Esencia, identidad. La palabra esencia viene del latín essentia. A su vez, essentia deriva del verbo latino esse, que significa ser. Entonces, la esencia de alguien es lo que constituye su naturaleza, su ser. Identidad, que viene de ídem (lo mismo), es la relación que, en este caso, alguien mantiene consigo mismo.

En pocas palabras, el jurado ya no evaluará las medidas corporales de las participantes y si éstas se ajustan o no a la idea de belleza generalizada que hay, sino que tendrá la tarea de juzgar lo que constituye la naturaleza de las participantes como personas y la relación que éstas mantienen consigo mismas.  Ahora, para no cosificar, no se juzga el cuerpo o un rostro bonito. En cambio, se evalúa la esencia e identidad de las participantes.

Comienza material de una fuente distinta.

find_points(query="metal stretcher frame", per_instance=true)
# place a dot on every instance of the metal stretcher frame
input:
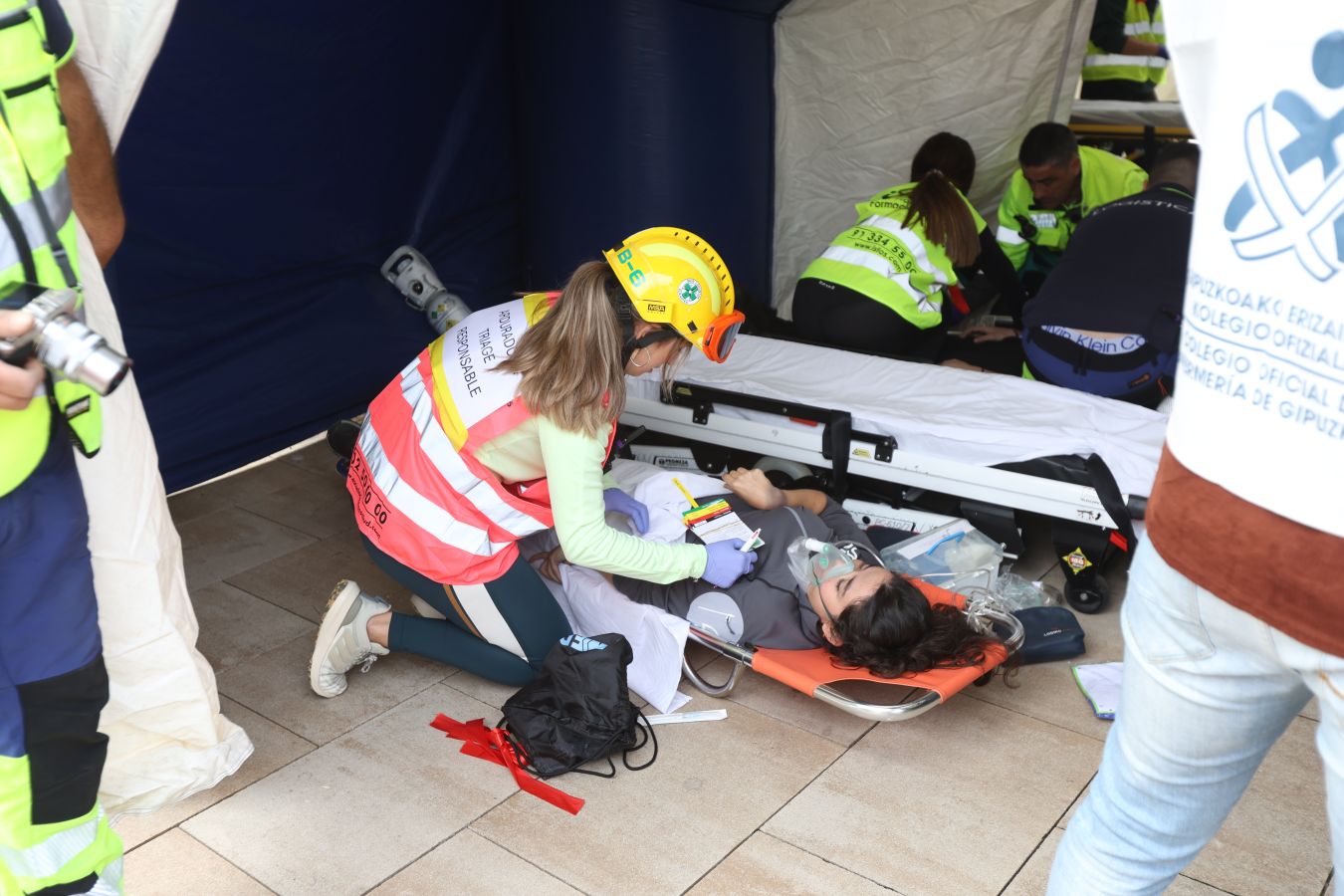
(812, 672)
(832, 443)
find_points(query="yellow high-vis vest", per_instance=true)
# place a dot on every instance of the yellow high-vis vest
(37, 226)
(1141, 24)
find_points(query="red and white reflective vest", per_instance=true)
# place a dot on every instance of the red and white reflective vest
(419, 493)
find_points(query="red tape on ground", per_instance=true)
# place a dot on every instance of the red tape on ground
(494, 746)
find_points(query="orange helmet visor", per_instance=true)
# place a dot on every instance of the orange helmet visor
(721, 336)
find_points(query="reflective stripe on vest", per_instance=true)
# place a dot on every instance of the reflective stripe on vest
(41, 856)
(57, 199)
(1120, 61)
(50, 856)
(419, 493)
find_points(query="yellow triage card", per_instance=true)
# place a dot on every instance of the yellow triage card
(717, 522)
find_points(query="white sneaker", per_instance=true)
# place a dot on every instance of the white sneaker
(342, 638)
(425, 608)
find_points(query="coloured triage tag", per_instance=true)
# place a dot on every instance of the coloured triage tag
(717, 522)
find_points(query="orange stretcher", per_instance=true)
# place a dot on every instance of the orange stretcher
(813, 672)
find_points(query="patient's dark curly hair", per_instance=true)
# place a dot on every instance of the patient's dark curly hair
(898, 631)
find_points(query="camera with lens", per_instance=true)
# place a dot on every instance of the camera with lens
(62, 341)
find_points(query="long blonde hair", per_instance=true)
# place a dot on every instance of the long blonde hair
(571, 360)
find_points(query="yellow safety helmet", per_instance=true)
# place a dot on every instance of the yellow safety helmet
(675, 277)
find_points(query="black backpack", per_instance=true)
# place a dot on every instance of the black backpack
(578, 710)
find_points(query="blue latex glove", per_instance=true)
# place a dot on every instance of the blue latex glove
(726, 563)
(622, 503)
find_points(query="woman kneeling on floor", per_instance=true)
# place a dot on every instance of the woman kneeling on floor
(500, 429)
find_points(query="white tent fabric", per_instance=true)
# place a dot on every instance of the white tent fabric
(860, 84)
(168, 739)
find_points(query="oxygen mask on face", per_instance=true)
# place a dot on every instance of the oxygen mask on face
(813, 561)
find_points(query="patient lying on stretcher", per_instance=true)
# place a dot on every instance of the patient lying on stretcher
(866, 617)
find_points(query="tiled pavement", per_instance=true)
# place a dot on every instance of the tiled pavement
(357, 794)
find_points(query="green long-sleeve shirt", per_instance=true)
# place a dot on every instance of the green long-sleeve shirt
(572, 468)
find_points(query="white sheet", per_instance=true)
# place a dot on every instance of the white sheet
(940, 411)
(593, 606)
(167, 737)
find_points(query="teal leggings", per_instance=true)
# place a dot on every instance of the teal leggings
(500, 630)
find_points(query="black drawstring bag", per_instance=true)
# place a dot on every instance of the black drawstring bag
(578, 710)
(1050, 633)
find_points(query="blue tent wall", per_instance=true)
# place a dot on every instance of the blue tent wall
(280, 152)
(648, 112)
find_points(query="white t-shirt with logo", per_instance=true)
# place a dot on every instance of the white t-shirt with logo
(1259, 389)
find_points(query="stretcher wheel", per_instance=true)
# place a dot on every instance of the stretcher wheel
(1087, 598)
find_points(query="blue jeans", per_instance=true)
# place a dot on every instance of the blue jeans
(1207, 689)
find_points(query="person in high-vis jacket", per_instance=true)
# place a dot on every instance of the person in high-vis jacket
(878, 288)
(54, 837)
(1058, 183)
(499, 430)
(1102, 324)
(1126, 51)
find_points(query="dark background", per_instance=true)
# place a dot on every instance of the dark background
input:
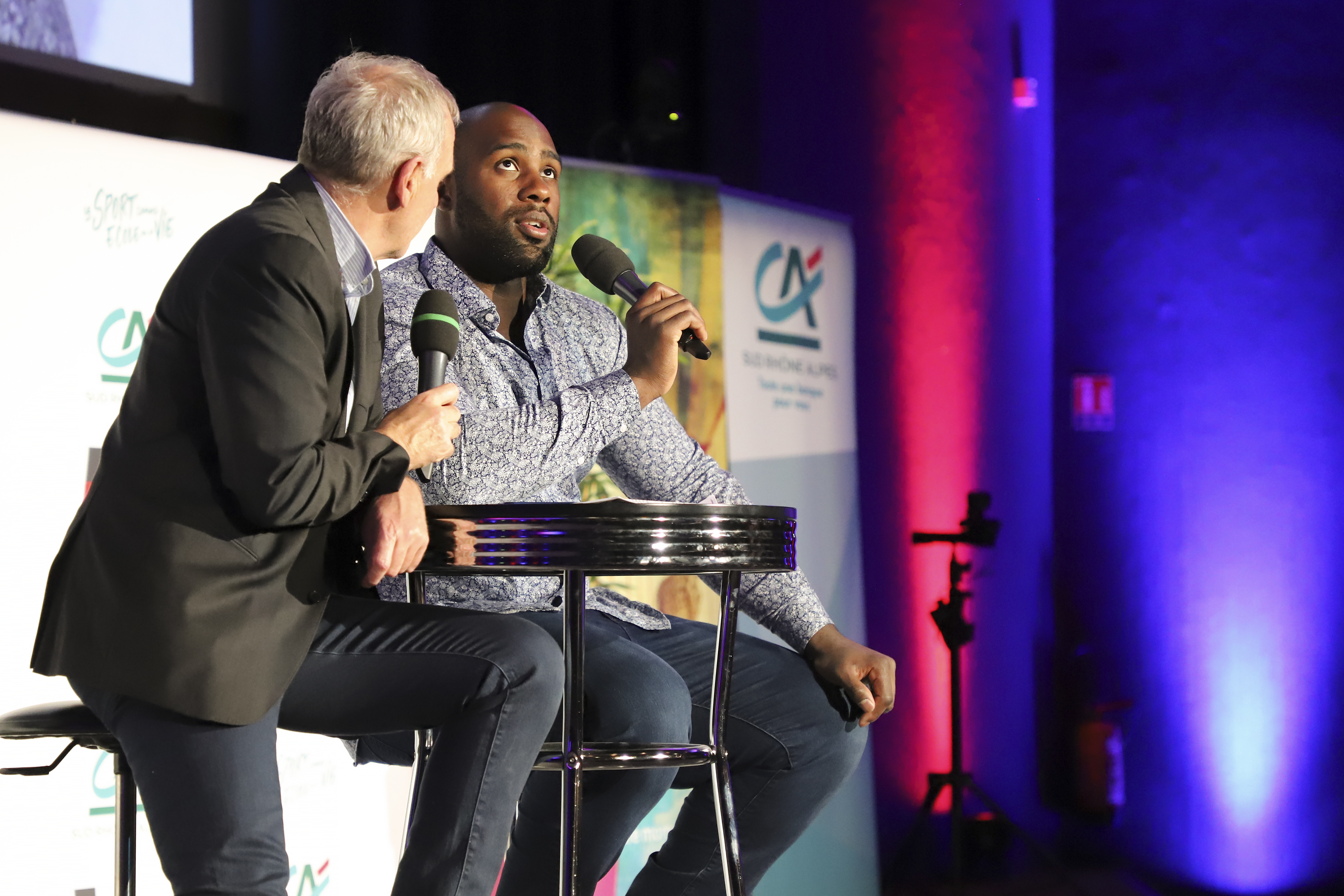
(604, 76)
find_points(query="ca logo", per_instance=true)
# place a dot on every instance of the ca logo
(128, 351)
(790, 303)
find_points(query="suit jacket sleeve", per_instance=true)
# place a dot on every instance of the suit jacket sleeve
(267, 342)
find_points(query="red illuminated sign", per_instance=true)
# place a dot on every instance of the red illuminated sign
(1095, 402)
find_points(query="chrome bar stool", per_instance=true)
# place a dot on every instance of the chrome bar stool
(615, 538)
(75, 721)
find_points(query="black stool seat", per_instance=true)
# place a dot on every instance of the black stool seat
(75, 721)
(615, 538)
(62, 719)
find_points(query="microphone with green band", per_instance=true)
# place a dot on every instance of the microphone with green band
(435, 335)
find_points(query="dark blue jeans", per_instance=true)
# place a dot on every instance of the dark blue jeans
(791, 738)
(487, 684)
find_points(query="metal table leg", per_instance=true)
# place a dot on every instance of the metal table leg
(720, 687)
(424, 738)
(572, 725)
(124, 883)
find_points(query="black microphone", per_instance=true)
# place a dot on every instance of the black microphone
(435, 335)
(612, 270)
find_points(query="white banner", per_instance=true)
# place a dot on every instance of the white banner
(788, 338)
(95, 225)
(788, 331)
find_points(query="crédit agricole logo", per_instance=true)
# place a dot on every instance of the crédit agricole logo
(798, 285)
(119, 343)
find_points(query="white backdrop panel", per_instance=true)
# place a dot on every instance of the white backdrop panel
(788, 331)
(95, 225)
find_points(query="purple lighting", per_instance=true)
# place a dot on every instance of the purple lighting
(1200, 186)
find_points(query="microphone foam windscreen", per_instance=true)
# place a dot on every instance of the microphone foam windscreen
(600, 260)
(435, 326)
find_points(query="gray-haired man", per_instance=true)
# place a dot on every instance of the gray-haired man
(197, 602)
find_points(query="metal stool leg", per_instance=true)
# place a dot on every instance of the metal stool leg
(720, 774)
(124, 882)
(572, 725)
(424, 738)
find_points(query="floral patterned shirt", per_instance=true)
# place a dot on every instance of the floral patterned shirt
(534, 422)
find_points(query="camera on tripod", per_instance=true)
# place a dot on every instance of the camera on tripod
(976, 530)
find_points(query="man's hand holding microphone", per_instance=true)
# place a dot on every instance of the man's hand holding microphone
(396, 534)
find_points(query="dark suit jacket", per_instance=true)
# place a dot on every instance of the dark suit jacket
(197, 570)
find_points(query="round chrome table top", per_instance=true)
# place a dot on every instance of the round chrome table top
(611, 537)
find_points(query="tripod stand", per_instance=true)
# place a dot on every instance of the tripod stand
(950, 616)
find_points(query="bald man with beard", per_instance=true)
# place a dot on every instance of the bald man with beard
(552, 383)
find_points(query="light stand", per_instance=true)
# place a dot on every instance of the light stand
(950, 616)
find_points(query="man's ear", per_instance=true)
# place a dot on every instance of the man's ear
(447, 188)
(408, 178)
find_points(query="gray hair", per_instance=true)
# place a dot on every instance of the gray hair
(368, 115)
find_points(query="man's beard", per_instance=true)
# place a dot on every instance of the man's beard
(493, 250)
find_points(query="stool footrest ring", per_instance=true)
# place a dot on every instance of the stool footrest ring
(616, 757)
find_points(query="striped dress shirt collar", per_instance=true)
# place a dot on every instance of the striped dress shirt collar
(357, 262)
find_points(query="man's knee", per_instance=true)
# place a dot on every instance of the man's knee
(532, 659)
(648, 703)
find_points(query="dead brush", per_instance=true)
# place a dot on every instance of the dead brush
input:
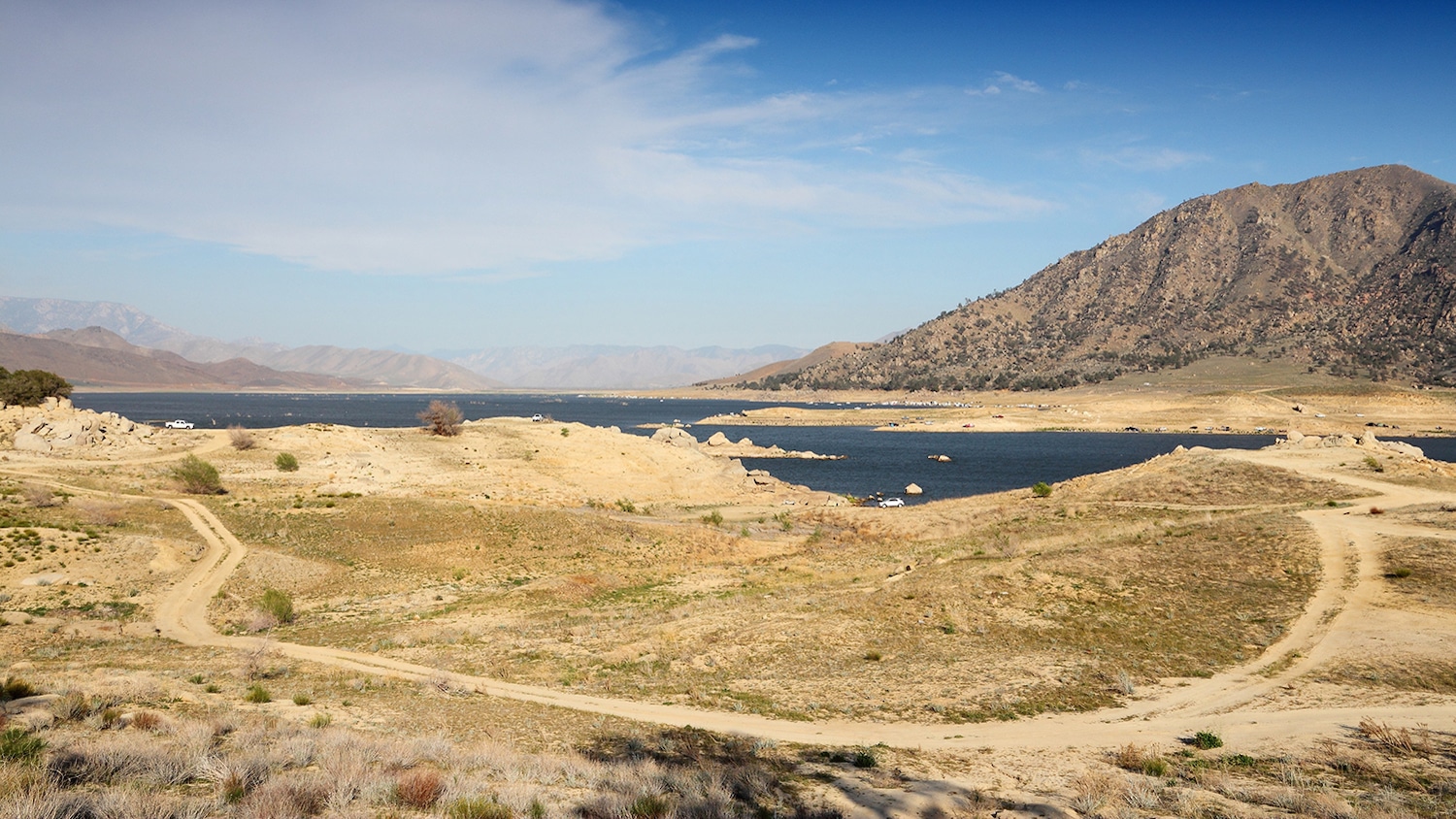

Si Heidegger estuviese vivo, quizá la municipalidad de Victoria lo llamaría para conformar el jurado del carnaval.

Además del absurdo, también es cuestionable que con estos criterios de evaluación se logre cuidar la salud mental de las participantes. ¿No es ultrajante perder porque tu esencia e identidad no son suficientes? Es decir, es algo que no tiene que ver con una parte de vos (tu cuerpo), sino con todo tu ser. Si antes el daño era psicológico, ahora la herida es ontológica.

El cambio no se dará por reglamento

En definitiva, la crítica señalada aquí no es hacia un cambio de forma, sino ante la apariencia de un supuesto cambio. Estamos acostumbrados a escuchar eufemismos hasta en el nombre de los impuestos. Nos habituamos a pensar que, al modificar un fonema, la realidad también cambiará. Pero la verdad es que para que haya un cambio hacia un lugar más sano, más humanista, se requiere compromiso. Compromiso individual y colectivo. Acciones que vayan más allá de esta publicación, un comentario o un reglamento. Se requiere que se vea a la sociedad como una comunidad, donde los individuos no tienen precio, sino valor. Se requiere desear ir hacia el camino justo. De lo contrario, simplemente se está jugando con las palabras.